In the lambda calculus, you can represent the list as a function that returns a function that called with true returns the 1's bit, and called with false returns a function that does the same for the 2's bit and so on.

Addition is then an operation applied to the zip of those two lazy lists that propagates a carry bit.

You of course have to represent the maximum bit size heuristic as a natural number, but if you only instantiate numbers with a bit count that is strictly smaller than the number you are representing, and your operators don't break that heuristic, then the bit size is inductively a smaller problem than the numbers you want to manipulate, so operations terminate.
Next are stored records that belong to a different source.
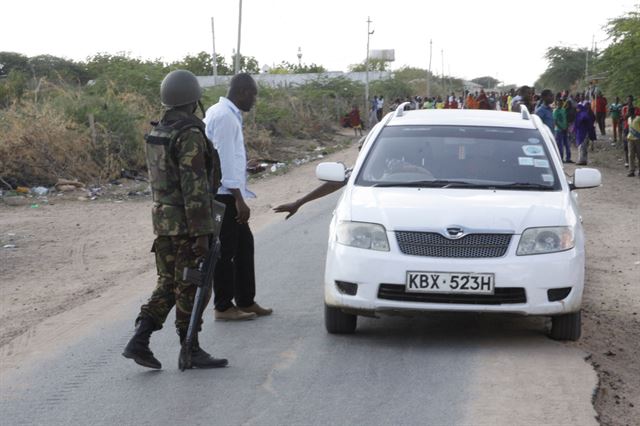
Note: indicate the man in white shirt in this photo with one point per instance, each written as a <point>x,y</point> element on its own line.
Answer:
<point>234,275</point>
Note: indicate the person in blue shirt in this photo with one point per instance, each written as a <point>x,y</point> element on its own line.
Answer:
<point>544,111</point>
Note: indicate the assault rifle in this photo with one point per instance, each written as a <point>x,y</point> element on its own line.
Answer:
<point>202,277</point>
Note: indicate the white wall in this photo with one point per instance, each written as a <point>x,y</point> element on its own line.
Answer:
<point>283,80</point>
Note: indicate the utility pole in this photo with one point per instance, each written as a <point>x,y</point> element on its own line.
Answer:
<point>237,65</point>
<point>366,77</point>
<point>214,60</point>
<point>442,74</point>
<point>429,71</point>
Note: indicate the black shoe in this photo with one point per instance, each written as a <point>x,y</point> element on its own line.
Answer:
<point>199,357</point>
<point>138,347</point>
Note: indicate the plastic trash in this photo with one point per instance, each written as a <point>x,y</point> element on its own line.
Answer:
<point>39,190</point>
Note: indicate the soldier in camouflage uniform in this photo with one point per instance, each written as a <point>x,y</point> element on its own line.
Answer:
<point>182,164</point>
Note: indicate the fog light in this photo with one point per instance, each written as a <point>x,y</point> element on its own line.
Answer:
<point>347,288</point>
<point>555,294</point>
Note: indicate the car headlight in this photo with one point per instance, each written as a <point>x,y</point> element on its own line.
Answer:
<point>546,240</point>
<point>364,235</point>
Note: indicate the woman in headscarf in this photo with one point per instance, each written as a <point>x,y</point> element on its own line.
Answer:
<point>583,126</point>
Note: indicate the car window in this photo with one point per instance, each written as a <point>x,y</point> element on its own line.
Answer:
<point>458,156</point>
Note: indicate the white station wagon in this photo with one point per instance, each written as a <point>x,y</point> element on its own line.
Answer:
<point>456,210</point>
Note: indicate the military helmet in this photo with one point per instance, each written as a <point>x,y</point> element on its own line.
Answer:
<point>180,87</point>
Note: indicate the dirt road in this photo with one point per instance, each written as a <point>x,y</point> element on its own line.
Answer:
<point>70,253</point>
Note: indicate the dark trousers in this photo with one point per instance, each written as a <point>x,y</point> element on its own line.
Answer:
<point>562,141</point>
<point>600,116</point>
<point>234,276</point>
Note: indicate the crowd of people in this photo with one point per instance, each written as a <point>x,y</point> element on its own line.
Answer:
<point>572,118</point>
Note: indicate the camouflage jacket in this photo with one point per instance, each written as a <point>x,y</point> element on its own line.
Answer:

On the ease of accounting for edge cases, C will give you very little help. You can return special values to represent overflow/underflow, and even try to make them infectious (like IEEE-754 NaN) but you won't get complaints at compile time if you fail to check. You could try and overload a signal SIGFPE or something similar to trap problems.

I cannot say that y is zero - if x is bottom, x + y = x for any y.

If you're looking to do symbolic manipulation, Matlab and Mathematica are implemented in C and C like languages. That said, python has a well-optimized bigint implementation that is used for all integer types. It's probably not suitable for representing really really large numbers though.


The question is not about computational power - it's mostly about the ease of accounting for edge cases during programming.
@nponeccop, I'm still unsure what you're asking for. Please see my edit.